Folgende Argumente sprechen für eine Aufnahme des LL.M.-Studiums erst nach dem zweiten Staatsexamen: Nach dieser Prüfung hat man einen größeren Überblick über das deutsche Recht, besonders aber auch über das Verfahrensrecht und demnach mehr Klausur- und Prüfungserfahrung. Hegt man den Ehrgeiz als einer der Topabsolventen seines Jahrgangs abzuschließen, steigert man seine Chance hierauf, wenn man mit dem LL.M. bis nach dem zweiten Staatsexamen wartet. Danach hat man zudem eine bessere Idee, worauf man sich spezialisieren will. Somit ist das Risiko einer Einengung der Berufswahl durch den Abschluss eines bestimmten LL.M. entsprechend geringer. Außerdem steigert man seine Chancen auf die Zulassung zu einem LL.M.-Studiengang allein durch das Bestehen der zweiten Staatsprüfung, insbesondere wenn die Note besser als im ersten Staatsexamen ausfällt.

Für eine Aufnahme des LL.M.-Studiums nach dem zweiten Staatsexamen spricht zudem, dass man nach dem Referendariat auch zunehmend an Reife gewonnen hat, was den Auslandsaufenthalt wahrscheinlich leichter macht. Zudem ist der Berufseinstieg zeitlich viel näher an dem Abschluss des LL.M.-Studienganges, was zur Folge hat, dass man das neu erworbene Wissen im Beruf effektiver umsetzen kann. Letztlich steigert man vielleicht seine Chancen auf ein Stipendium von der Fulbright Kommission, dem DAAD, dem Rotary Club oder einer anderen Stiftung gegenüber Kandidaten, die allein über das erste Staatsexamen verfügen.

LL.M.-Studium nach dem ersten Staatsexamen

Die Argumente, die in dem vorherigen Absatz aufgeführt wurden, sind aber sozusagen akademisch und eher hypothetisch, weil die Studenten den LL.M. mehrheitlich nach dem ersten Staatsexamen und nicht nach dem zweiten hinter sich bringen wollen, woraufhin sich sofort die Frage stellt, worin der Grund für dieses Phänomen liegt. Am wichtigsten ist wahrscheinlich die Überlegung der meisten jungen Juristen, dass man sich nach dem anstrengenden deutschen Jurastudium und vor allem nach dem Besuch des Repetitoriums und dem folgenden Examensstress mit einem Erholungsjahr im Ausland belohnen sollte. Für viele ist das Auslandsstudium also quasi das Licht am Ende des Tunnels, auf das sie hinarbeiten. Sie wollen vor dem Referendariat noch einmal andere Erfahrungen sammeln.
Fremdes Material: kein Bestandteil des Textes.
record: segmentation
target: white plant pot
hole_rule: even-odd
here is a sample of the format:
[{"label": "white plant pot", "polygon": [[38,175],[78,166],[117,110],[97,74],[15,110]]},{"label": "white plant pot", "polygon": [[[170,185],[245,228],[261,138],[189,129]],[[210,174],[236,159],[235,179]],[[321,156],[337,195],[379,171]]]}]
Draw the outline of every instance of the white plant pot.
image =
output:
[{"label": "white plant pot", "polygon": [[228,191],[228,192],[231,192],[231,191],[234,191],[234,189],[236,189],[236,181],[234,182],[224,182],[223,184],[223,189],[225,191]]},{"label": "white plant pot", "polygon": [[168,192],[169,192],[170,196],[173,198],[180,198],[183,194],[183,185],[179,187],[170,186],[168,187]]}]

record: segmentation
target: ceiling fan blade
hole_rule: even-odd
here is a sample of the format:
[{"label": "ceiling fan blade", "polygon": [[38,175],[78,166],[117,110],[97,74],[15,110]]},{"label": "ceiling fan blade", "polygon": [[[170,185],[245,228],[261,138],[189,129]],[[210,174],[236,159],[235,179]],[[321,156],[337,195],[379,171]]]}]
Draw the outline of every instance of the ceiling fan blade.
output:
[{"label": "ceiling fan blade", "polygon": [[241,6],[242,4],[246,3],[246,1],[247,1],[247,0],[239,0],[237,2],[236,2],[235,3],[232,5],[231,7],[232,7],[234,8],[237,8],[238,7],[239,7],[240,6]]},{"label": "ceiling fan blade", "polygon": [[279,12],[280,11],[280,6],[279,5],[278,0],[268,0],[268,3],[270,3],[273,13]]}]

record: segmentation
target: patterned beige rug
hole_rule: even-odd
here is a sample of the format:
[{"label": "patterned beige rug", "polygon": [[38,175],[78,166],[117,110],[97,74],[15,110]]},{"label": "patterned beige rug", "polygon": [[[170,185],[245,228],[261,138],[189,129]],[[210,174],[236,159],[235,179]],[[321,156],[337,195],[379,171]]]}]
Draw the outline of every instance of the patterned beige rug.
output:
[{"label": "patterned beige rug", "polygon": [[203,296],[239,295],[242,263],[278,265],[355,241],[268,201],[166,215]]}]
Es gibt aber auch weitere wichtige Argumente, wie zum Beispiel die Tatsache, dass man eventuell persönlich weniger gebunden ist und dass man mit einem bereits erworbenen LL.M. erstens wahrscheinlich durch diese zusätzliche Qualifikation die Aussicht auf lukrativere Stationen im Referendariat hat und dieses zweitens auch besser zum „Kontakteknüpfen“ und für die Arbeitsplatzsuche nutzen kann.

Schließlich weiß der Arbeitgeber, wenn ihm der Referendar mit abgeschlossenem LL.M.- Studiengang gefällt, dass dieser zumindest theoretisch gleich nach der zweiten Staatsprüfung sofort mit voller Kraft einsetzbar wäre. In der Tat lässt sich in den letzten Jahrzehnten ein Umschwung beobachten. Früher, als ich studierte, in den siebziger Jahren und auch davor, waren die LL.M. Studenten in den Vereinigten Staaten meist viel älter als heutzutage und kamen häufig mit ihren Ehepartnerinnen bzw. -partnern und Kindern. Die Ursache hierfür wird auch teilweise darin gelegen haben, dass die Stipendien damals verhältnismäßig großzügig waren. Aus welchen Gründen auch immer lässt sich als Fazit feststellen, dass der Jurist, der bis nach seinem zweiten Staatsexamen mit einem LL.M. wartet, mittlerweile eine ziemliche Ausnahme ist.